El presidente de la Ciudad Autónoma de Ceuta, Juan Jesús Vivas, aseguró este miércoles en una entrevista en TVE que avisó con antelación al Gobierno de Pedro Sánchez del incremento de llegadas irregulares de migrantes a la ciudad, antes de la avalancha que se produjo el jueves. Vivas afirmó además que Marruecos "no es un país fiable" y cuestionó la colaboración de las autoridades marroquíes durante la crisis.
Según relató, ya el lunes 27 de agosto trasladó a La Moncloa que durante la semana anterior habían entrado en Ceuta unas 1.500 personas de forma irregular y advirtió de que la situación podía agravarse con rapidez. En esa conversación con el jefe de gabinete del presidente del Gobierno, Vivas planteó que, de mantenerse el ritmo de llegadas, "si en un día entraban 500 personas, en 10 días entraban 5.000", y alertó de que la ciudad podía terminar en una situación similar a la vivida en mayo.
Al día siguiente, según su versión, contactó con el Ministerio del Interior para exponer la saturación de los recursos de acogida, tanto los centros de adultos como los de menores, y reclamó medidas extraordinarias. En total, Vivas asegura haber formulado cuatro peticiones al Gobierno antes de la gran avalancha: decretar la emergencia nacional al amparo de la Ley de Seguridad Nacional, cerrar la frontera, intervenir al ejército y reforzar los cuerpos y fuerzas de seguridad.
El presidente ceutí sostuvo que el miércoles por la tarde el Gobierno comunicó a Ceuta que no era "jurídicamente factible" decretar la emergencia nacional.

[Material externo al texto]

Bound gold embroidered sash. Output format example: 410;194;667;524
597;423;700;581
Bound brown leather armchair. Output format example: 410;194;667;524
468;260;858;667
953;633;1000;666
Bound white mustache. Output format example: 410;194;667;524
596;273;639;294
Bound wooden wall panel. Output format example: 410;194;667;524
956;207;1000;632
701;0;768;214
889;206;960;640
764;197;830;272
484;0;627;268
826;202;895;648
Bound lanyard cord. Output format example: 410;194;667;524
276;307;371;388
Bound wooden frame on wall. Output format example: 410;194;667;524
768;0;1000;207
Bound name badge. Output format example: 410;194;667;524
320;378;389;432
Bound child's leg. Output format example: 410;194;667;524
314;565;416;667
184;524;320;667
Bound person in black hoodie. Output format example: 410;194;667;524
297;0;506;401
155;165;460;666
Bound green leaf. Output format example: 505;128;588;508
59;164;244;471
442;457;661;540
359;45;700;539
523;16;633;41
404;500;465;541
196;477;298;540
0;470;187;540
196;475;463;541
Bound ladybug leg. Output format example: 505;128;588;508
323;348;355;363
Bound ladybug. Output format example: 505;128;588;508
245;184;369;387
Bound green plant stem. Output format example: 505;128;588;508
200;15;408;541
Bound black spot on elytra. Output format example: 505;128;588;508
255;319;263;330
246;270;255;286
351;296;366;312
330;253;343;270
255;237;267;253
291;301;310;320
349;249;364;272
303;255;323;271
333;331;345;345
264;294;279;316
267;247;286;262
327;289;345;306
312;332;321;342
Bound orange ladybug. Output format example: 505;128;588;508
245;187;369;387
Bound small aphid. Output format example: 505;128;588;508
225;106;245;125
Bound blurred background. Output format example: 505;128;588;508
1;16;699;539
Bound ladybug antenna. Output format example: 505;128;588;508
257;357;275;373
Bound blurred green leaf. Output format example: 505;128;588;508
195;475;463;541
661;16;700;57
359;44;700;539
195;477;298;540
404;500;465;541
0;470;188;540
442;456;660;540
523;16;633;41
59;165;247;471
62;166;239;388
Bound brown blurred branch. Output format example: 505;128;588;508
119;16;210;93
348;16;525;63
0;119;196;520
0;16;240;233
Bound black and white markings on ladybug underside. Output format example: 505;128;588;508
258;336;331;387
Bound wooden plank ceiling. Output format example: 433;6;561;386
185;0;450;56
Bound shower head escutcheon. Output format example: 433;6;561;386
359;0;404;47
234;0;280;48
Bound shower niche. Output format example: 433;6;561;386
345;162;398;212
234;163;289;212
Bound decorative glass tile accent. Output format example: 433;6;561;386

Horas después, el jueves a las 10.00 horas, se produjo lo que Vivas calificó de "fatídica en todos los aspectos" avalancha, y trasladó su "máximo dolor y pésame" a las víctimas fallecidas y sus familias.
Vivas dirigió buena parte de sus críticas a Marruecos, del que dijo que "no reconoce la soberanía de Ceuta" y que mantiene bajo su control la frontera española. Rechazó además la tesis marroquí de que la movilización de migrantes se debió únicamente a las redes sociales o a las mafias: "¿Alguien puede pensar que se pueden movilizar 80.000 personas sin que las autoridades locales, me refiero a las de Marruecos, lo perciban?", se preguntó. "El sentido común indica que no es posible", añadió, insistiendo en que Rabat no colaboró durante la crisis.
Por último, el presidente de Ceuta reivindicó su "comportamiento absolutamente leal" con el Gobierno y pidió que se le trate "con la misma lealtad" ahora que reclama ayuda, porque, dijo, "Ceuta no puede seguir viviendo en este estado de angustia".